Iran plane crash: All 66 passengers and crew members on board feared dead

All 66 people on board an Iranian passenger plane are feared dead after it crashed in the Zagros mountains
AFP/Getty Images
Ella Wills18 February 2018

Sixty-six people are feared to have been killed in a passenger plane crash in Iran.

An Aseman Airlines plane came down in the Zagros mountains near to its destination of Yasuj, south Iran.

Flight EP 3704 took off from Tehran at 4.33am GMT and gave its last signal at 5.55am GMT, , when the flight was at 16,975 feet and was descending, FlightRadar 24 said.

The plane crashed into Mount Dena, which is around 44-metres (1,440ft tall), the airline said.

The airline retracted a statement saying that all on board were dead. Spokesman Mohammad Taqi Tabatabayee told state media the company could not yet confirm this.

Mr Tabatabayee told Iranian Fars News: "Given the hard (geographical) situation of the region, we have not been yet able to access the crash site and therefore, the death of all passengers of the plane cannot be confirmed precisely and firmly yet."

Iran's Red Crescent sent search and rescue teams to the site, and a number of drones were deployed to the crash site, according to reports.

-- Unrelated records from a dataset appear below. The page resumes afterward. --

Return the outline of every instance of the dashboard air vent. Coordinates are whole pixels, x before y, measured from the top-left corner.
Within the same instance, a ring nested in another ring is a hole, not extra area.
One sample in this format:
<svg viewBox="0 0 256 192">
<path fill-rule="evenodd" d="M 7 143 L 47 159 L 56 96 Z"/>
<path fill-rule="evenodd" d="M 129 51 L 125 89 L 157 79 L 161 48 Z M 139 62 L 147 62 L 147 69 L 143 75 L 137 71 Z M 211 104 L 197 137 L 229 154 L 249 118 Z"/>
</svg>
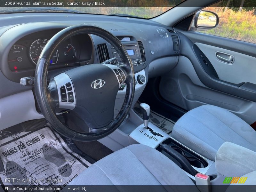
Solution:
<svg viewBox="0 0 256 192">
<path fill-rule="evenodd" d="M 178 51 L 180 50 L 180 44 L 179 42 L 179 38 L 176 35 L 172 35 L 172 43 L 173 44 L 173 51 Z"/>
<path fill-rule="evenodd" d="M 98 50 L 99 57 L 100 58 L 100 61 L 102 63 L 106 60 L 109 59 L 109 55 L 108 50 L 108 47 L 106 44 L 100 44 L 97 45 Z"/>
<path fill-rule="evenodd" d="M 144 47 L 143 47 L 143 44 L 142 42 L 138 41 L 139 46 L 140 47 L 140 54 L 141 55 L 141 60 L 142 62 L 146 61 L 146 57 L 145 56 L 145 52 L 144 51 Z"/>
<path fill-rule="evenodd" d="M 172 30 L 171 29 L 167 29 L 167 30 L 170 33 L 176 33 L 176 32 L 175 32 L 173 30 Z"/>
</svg>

The plane was a French-made ATR-72, a twin-engine turboprop used for short-distance regional flying.

There were 59 adults and one child, as well as a pilot, a co-pilot, two flight attendants and two air marshals on board.

Bad weather affected rescue efforts as helicopters were unable to reach the crash site.

Emergency services head Pir Hossein Kulivand was quoted as saying crews had to travel to the scene by land.

Aseman Airlines, owned by Iran's civil service pension foundation, is a semi-private air carrier headquartered in Tehran that specializes in flights to remote airfields across the country.

Previously, Aseman Airlines suffered one other major crash with fatalities.

In October 1994, a twin-propeller Fokker F-28 1000 commuter plane flown by the airline crashed near Natanz, 290 kilometres (180 miles) south of Tehran, also killing 66 people abroad.